Trailing Trouble is a 1930 American Western film directed by Arthur Rosson, written by Harold Tarshis, and starring Hoot Gibson. It was released on March 23, 1930, by Universal Pictures. The title was also seen as Trailin' Trouble.

==Plot==
Ed King and Buck Moran are rivals for the affections of Molly, daughter of the rancher for whom King works. When King takes horses to a sale, Moran arranges to have the sale money stolen. Initially, the rancher accuses King of theft, but the thief eventually returns the money and identifies Moran as the man behind the plot. King captures Moran and regains Molly's affections.

==Cast==
- Hoot Gibson as Ed King
- Margaret Quimby as Molly Blake
- William McCall as Pop Blake
- Pete Morrison as Buck Saunders
- Bob Perry as Red Gillis
- Olive Young as Ming Toy
- Milton Brown as Sheriff
- Mary Carr as Old Lady
- Wong Chung as Charlie - Desk Clerk
- Art Acord as Art Dobson (uncredited)

==Production ==
In addition to Rosson and Tarshis as director and writer, Carl Loemmle was the producer.
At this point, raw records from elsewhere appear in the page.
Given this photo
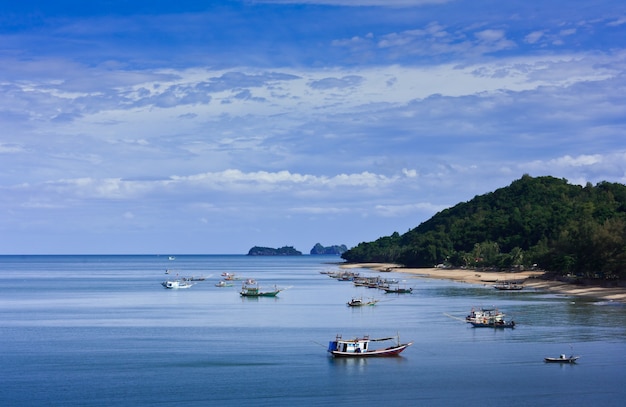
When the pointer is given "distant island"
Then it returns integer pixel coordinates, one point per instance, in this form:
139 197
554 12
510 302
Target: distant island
270 251
336 249
571 231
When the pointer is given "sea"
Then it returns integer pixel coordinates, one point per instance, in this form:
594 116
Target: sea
101 330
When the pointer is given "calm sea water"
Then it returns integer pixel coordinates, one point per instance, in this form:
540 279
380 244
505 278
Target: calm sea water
102 331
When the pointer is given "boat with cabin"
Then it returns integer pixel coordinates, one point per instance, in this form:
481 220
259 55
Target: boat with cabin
359 302
480 314
562 359
360 347
508 286
253 290
398 290
176 284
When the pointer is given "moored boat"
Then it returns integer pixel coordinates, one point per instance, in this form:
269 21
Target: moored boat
493 323
358 302
562 359
480 314
253 290
508 286
398 290
360 347
176 284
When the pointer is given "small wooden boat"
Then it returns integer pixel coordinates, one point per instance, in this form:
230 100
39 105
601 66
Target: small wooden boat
398 290
493 323
176 284
562 359
253 290
480 314
508 286
359 347
358 302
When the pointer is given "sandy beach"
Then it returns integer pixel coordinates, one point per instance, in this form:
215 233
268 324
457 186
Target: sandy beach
528 278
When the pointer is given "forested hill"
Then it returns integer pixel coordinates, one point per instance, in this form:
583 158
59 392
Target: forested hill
541 221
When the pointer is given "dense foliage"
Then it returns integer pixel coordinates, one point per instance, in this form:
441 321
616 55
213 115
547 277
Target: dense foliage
535 222
335 249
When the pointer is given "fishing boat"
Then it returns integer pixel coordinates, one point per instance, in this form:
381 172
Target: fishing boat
358 302
253 290
229 276
480 314
176 284
398 290
508 286
493 323
562 359
360 347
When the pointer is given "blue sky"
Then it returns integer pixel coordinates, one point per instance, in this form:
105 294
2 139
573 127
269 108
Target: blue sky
214 126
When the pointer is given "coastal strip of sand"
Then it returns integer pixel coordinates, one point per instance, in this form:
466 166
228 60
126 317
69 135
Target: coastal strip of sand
530 279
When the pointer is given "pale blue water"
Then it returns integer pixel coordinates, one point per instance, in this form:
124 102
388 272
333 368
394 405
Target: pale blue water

Harry Neumann was the director of photography, Gilmore Walker was the film editor, and C. Roy Hunter was the recording engineer.

Former western star Art Acord made a brief and uncredited appearance as Art Dobson. He has several lines of dialogue. It is his last known film appearance, and the only opportunity to hear his voice.